The threat actor known as Dark Caracal has been attributed to a campaign that deployed a remote access trojan called Poco RAT in attacks targeting Spanish-speaking targets in Latin America in 2024.
The findings come from Russian cybersecurity company Positive Technologies, which described the malware as loaded with a “full suite of espionage features.”
“It could upload files, capture screenshots, execute commands, and manipulate system processes,” researchers Denis Kazakov and Sergey Samokhin said in a technical report published last week.
Poco RAT was previously documented by Cofense in July 2024, detailing the phishing attacks aimed at mining, manufacturing, hospitality, and utilities sectors. The infection chains are characterized by the use of finance-themed lures that trigger a multi-step process to deploy the malware.
While the campaign was not attributed to any threat at that time, Positive Technologies said it identified tradecraft overlaps with Dark Caracal, an advanced persistent threat (APT) known for operating malware families like CrossRAT and Bandook. It’s operational since at least 2012.
In 2021, the cyber mercenary group was tied to a cyber espionage campaign dubbed Bandidos that delivered an updated version of the Bandook malware against Spanish-speaking countries in South America.
The latest set of attacks continue their focus on Spanish-speaking users, leveraging phishing emails with invoice-related themes that bear malicious attachments written in Spanish as a starting point. An analysis of Poco RAT artifacts indicates the intrusions are mainly targeting enterprises in Venezuela, Chile, the Dominican Republic, Colombia, and Ecuador.
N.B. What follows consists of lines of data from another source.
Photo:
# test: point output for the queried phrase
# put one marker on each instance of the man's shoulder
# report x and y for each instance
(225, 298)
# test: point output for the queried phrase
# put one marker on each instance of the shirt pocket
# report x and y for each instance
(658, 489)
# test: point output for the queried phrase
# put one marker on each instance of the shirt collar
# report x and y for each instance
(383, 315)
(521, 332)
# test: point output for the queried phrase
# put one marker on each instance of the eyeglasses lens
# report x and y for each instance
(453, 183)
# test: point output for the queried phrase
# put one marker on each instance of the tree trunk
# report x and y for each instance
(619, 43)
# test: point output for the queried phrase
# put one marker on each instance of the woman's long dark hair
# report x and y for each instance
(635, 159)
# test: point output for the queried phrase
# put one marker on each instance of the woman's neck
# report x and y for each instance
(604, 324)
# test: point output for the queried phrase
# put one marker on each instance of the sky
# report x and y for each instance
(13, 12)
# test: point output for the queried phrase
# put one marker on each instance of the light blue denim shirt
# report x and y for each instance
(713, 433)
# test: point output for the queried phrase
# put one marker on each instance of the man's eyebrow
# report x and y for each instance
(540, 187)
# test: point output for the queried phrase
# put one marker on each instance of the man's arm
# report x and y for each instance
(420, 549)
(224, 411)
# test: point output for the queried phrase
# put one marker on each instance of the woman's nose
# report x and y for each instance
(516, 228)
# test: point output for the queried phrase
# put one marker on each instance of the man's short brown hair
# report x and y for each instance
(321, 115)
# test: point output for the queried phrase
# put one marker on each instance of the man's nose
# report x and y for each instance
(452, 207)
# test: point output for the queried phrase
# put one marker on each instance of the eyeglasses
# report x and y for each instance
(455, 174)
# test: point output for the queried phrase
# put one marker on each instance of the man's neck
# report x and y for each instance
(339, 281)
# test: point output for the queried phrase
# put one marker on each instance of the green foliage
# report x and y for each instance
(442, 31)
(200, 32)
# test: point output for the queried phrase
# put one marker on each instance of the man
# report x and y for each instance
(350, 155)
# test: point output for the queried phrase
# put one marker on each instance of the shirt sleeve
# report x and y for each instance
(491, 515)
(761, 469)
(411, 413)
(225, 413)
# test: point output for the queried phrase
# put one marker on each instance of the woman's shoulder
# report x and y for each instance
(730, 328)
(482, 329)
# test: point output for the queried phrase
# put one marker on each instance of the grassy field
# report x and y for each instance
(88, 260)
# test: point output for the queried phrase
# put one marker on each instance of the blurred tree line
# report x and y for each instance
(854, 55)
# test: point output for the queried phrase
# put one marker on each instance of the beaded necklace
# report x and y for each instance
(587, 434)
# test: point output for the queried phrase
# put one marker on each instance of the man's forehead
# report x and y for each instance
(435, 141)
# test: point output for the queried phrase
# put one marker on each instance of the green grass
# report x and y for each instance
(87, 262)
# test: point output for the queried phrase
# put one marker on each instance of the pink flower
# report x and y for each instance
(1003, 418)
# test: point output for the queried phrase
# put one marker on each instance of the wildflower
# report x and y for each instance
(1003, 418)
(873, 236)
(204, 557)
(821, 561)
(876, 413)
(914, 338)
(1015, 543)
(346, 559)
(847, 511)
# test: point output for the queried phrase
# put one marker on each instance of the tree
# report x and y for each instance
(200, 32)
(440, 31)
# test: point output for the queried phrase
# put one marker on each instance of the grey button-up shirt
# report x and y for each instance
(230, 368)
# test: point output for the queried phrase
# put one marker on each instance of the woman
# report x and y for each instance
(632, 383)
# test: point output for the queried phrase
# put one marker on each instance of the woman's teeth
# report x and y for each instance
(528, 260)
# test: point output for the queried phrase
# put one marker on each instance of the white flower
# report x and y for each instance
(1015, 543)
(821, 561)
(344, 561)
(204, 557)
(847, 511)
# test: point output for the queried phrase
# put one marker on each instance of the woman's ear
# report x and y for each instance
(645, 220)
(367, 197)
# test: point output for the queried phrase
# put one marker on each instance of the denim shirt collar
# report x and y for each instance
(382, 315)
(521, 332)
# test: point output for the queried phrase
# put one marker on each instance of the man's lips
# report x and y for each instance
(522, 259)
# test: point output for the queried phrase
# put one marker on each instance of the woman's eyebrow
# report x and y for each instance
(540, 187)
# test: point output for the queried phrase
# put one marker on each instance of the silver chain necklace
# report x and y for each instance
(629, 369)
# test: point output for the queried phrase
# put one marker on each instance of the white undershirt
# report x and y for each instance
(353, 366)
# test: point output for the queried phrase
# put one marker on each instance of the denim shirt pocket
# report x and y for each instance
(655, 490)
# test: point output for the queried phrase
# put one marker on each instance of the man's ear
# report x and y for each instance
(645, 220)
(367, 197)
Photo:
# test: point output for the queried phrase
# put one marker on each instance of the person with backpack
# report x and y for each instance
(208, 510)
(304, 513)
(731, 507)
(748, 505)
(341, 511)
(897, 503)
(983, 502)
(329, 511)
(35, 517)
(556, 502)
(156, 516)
The attached decoy documents impersonate a wide range of industry verticals, including banking, manufacturing, healthcare, pharmaceuticals, and logistics, in an attempt to lend the scheme a little more believability.
When opened, the files redirect victims to a link that triggers the download of a .rev archive from legitimate file-sharing services or cloud storage platforms like Google Drive and Dropbox.
“Files with the .rev extension are generated using WinRAR and were originally designed to reconstruct missing or corrupted volumes in multi-part archives,” the researchers explained. “Threat actors repurpose them as stealthy payload containers, helping malware evade security detection.”
Present within the archive is a Delphi-based dropper that’s responsible for launching Poco RAT, which, in turn, establishes contact with a remote server and grants attackers full control over compromised hosts. The malware gets its name from the use of POCO libraries in its C++ codebase.
Some of the supported commands by Poco RAT are listed below –
- T-01 – Send collected system data to the command-and-control (C2) server
- T-02 – Retrieve and transmit the active window title to the C2 server
- T-03 – Download and run an executable file
- T-04 – Download a file to the compromised machine
- T-05 – Capture a screenshot and send it to the C2 server
- T-06 – Execute a command in cmd.exe and send the output to the C2 server
“Poco RAT does not come with a built-in persistence mechanism,” the researchers said. “Once initial reconnaissance is complete, the server likely issues a command to establish persistence, or attackers may use Poco RAT as a stepping stone to deploy the primary payload.”